West Virginia Code Section 16-15 declares the intent for housing authorities as, “engage in low and moderate cost housing development and slum clearance projects.” To that end, the law gives authorities broad powers, including the power to purchase and sell real estate, borrow and lend money, and exercise eminent domain.
The law provides that housing authorities may “participate in cooperative arrangements with persons and for-profit entities whose purpose is solely that of pecuniary gain, as well as with non-profit entities and persons who seek no pecuniary gain.” In addition, authorities may participate as a general or limited partner, coventurer, shareholder, principal, investor, lender, guarantor and contracting party.
Burns said he does not contemplate the Authority acquiring fire-affected properties.
“I wouldn’t even consider that now, until we sit down with those property owners and see what their plans are,” he said. “That’s their property, we have no jurisdiction, but we can work with them to get them enticed to stay there and rebuild – and that’s our goal.”
Snyder agreed.
“I’m big on property rights,” he said. “I hope that the property owners are committed to bringing this back, the way it needs to come back,” he said. “I feel that my role is just to help them.”
Burns said agreements would be made for any public assistance provided.

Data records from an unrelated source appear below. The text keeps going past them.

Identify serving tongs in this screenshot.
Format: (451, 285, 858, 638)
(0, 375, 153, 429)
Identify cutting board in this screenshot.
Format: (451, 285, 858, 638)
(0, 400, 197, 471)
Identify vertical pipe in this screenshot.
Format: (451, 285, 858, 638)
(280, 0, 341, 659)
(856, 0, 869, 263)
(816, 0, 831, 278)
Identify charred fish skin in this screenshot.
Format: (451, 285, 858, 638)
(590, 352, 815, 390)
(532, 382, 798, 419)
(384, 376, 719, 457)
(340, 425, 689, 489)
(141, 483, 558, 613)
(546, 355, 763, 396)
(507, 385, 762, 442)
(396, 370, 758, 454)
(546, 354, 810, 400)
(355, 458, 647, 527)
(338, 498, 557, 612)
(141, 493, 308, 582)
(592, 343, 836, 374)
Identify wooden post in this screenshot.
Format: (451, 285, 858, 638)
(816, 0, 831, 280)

“Say we got a $1 million grant and we put $1 million back into that block, helping these people rebuild back, exactly like it was,” he said. “Then, there has to be some commitment that they’re going to be there and if they are to sell it, to refund the money back to us. But these are things that are clear out in left field right now. We can’t do anything until we sit at this table with those property owners and see what their goal is and what their plans are, and then we can implement our goals.”
Dunbrack echoed the sentiment of many Marlinton residents.
“That fire was just another nail in Marlinton’s coffin,” he said. “I’d hate to see that turned into a parking lot.”
“We can’t let that happen,” replied Burns.
The Housing Authority plans to meet with the three owners of the buildings destroyed by Sunday’s fire to determine their needs and desires. No dates have been set for those meetings.